Monday, September 23, 2013

Questions that should not be hard for a health insurance plan to answer

Is a lab in-network for my insurance plan?

CIGNA's answer: Maybe. There's no way to know for sure, unless you use Quest. See what happens. Depends on who decides to bill under which provider number. Answers from the lab or from CIGNA in advance do not correlate to how the claim is processed. No way to obtain a definitive answer that you can then rely on.

If a lab is in-network, should the insurance plan cover the out-of-network pathologist claim tied to that lab as if the pathologist were in-network?

CIGNA's answer: No. Yes. Maybe. No written policy.

If a lab is not in-network, should a claim be paid as in-network if an in-network doctor chose them?

CIGNA's answer: No. Tough luck, you should always check on which lab your doctor is using for every test, even though we offer no definitive answers on whether any given lab is actually in-network. But no written policy saying this.

If a lab is not in-network, should a claim be paid as in-network if nobody in-network can provide the same test?

CIGNA's answer: No. Yes. Maybe. Could fall under medical necessity, but that would probably require an appeal and massive cooperation from your doctors.

If a lab is not in-network, how can the insurance company say that the lab failed to follow insurer guidelines and therefore the patient owes nothing to the lab?

CIGNA's answer: Um, well, that's what the EOB says, but we might change that later, and there is no way to guarantee finality.

If a lab is not in-network, how can the insurance company apply a discount to the amount that we owe the lab?

CIGNA's answer: No answer.

Does a payment to an out-of-network provider cross-accumulate toward the in-network individual deductible? Toward the in-network family deductible? Toward the in-network individual out-of-pocket maximum? Toward the in-network family out-of-pocket maximum?

CIGNA's answer: Yes to all of these. But not until the out-of-network claim is actually processed, even if that takes much longer than any other claims. And we won't give this information in writing.
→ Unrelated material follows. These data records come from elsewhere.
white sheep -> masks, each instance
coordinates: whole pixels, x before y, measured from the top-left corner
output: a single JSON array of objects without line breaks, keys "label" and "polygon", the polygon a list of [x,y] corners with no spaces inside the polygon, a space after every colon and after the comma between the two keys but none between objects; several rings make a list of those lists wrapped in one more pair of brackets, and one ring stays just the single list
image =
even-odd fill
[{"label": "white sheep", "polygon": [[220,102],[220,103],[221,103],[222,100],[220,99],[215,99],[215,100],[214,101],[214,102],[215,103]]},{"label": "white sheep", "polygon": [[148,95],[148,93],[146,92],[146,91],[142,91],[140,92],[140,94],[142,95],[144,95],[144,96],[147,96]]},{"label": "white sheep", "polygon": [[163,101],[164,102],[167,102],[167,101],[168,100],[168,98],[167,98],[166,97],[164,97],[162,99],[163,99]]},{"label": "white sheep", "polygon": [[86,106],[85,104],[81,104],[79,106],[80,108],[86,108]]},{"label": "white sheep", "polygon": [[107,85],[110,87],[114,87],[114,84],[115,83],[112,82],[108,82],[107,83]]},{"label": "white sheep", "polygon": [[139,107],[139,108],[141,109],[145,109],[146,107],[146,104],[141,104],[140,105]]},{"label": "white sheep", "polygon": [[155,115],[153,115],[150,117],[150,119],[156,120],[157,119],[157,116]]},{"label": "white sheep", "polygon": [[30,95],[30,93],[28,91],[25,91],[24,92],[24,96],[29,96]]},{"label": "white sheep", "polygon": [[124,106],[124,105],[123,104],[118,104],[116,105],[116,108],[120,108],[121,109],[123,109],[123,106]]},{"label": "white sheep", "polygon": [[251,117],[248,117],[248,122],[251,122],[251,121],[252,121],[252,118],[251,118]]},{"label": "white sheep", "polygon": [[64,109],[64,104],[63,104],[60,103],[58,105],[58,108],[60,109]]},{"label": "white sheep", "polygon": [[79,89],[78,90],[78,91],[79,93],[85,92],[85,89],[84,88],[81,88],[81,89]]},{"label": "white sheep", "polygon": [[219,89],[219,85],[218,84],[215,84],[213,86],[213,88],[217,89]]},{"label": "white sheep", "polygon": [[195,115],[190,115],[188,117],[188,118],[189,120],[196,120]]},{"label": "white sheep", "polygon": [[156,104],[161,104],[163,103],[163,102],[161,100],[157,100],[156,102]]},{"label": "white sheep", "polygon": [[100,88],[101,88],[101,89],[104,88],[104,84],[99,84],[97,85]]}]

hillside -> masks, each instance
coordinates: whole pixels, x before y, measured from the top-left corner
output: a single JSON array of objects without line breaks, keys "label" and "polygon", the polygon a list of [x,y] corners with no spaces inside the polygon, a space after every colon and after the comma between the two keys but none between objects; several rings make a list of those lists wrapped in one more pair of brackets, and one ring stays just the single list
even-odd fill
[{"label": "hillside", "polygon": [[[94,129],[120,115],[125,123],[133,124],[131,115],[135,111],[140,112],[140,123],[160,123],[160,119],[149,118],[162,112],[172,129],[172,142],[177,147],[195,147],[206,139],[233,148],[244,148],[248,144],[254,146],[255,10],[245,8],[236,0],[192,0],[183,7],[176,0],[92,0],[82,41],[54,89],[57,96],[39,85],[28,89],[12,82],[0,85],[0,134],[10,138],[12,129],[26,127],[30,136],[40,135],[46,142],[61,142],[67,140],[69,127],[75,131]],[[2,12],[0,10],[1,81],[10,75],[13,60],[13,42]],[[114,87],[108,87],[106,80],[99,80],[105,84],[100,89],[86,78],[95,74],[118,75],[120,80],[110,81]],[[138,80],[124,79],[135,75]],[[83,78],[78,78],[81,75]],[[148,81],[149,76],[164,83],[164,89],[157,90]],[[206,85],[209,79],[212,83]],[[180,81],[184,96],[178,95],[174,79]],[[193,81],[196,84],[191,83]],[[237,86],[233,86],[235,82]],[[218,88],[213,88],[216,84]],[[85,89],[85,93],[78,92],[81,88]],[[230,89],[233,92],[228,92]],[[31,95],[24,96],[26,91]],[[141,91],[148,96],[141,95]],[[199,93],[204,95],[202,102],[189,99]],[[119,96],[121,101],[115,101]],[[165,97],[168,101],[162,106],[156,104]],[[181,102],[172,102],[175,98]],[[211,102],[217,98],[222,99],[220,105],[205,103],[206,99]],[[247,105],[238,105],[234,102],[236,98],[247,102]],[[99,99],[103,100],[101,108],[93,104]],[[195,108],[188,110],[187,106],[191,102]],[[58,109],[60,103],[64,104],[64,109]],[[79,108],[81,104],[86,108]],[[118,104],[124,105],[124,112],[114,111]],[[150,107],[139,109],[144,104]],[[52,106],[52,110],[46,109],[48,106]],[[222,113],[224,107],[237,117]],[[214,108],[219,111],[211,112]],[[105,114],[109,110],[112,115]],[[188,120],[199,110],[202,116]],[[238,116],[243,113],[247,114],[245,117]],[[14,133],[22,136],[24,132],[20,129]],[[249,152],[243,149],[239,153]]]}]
If the order of claims affects how much the patient owes, should claims be processed in order of date of service? In order of date of claims submission? In whatever order most benefits the patient? In whatever order most benefits the insurer?

CIGNA's answer: In order of date of claims submission, subject to a lot of random variation, with hints of an internal policy of rigging the processing order to benefit CIGNA. No written policy, not even an internal written policy answering this question.

If claims are processed in the wrong order, how can that be corrected? Can $1000 that the insurer wrongly told the patient to pay to 20 different providers be reimbursed by the insurer directly to the patient, since the providers have already been paid? If the insurer now sends payments to 20 different providers that duplicate payments that the insurer already told the patient to pay, can we get a list of those payments? Can amounts that the HRA wrongly paid on the patient’s behalf be reimbursed directly to the patient? Restored to the HRA?

CIGNA's answer: Claims are always processed in the correct order. Mistakes cannot happen. You can always appeal, but you cannot reference any written policy about how claims should be processed. Duplicate payments to in-network providers can only be sent by CIGNA to the providers, with no tracking of those payments available to the customer. If an amount was wrongly paid by the HRA, the customer must convince the provider to refund the HRA payment to CIGNA, who will then theoretically put the money back into the HRA account, where the customer can then submit manual requests for the HRA to send payments to other providers. So if CIGNA told the HRA to pay Doctor A and told the customer to pay Doctor B, and then CIGNA later decides to pay Doctor A themselves, the customer must convince Doctor A to refund the HRA payment to CIGNA, wait for CIGNA to put it back into the HRA, then ask CIGNA to pay Doctor B with the HRA funds, wait for that payment to go through, and then convince Doctor B to refund the customer's original payment to Doctor B. Because what could go wrong?

The above questions are really about how the health insurance plan should work. Then there’s the parallel questions of how it will work, since practice and theory differ. It seems like somebody should be able and willing to provide authoritative answers to at least some of those questions, in a way which we can then insist that the insurer abide by those answers. But, well, no.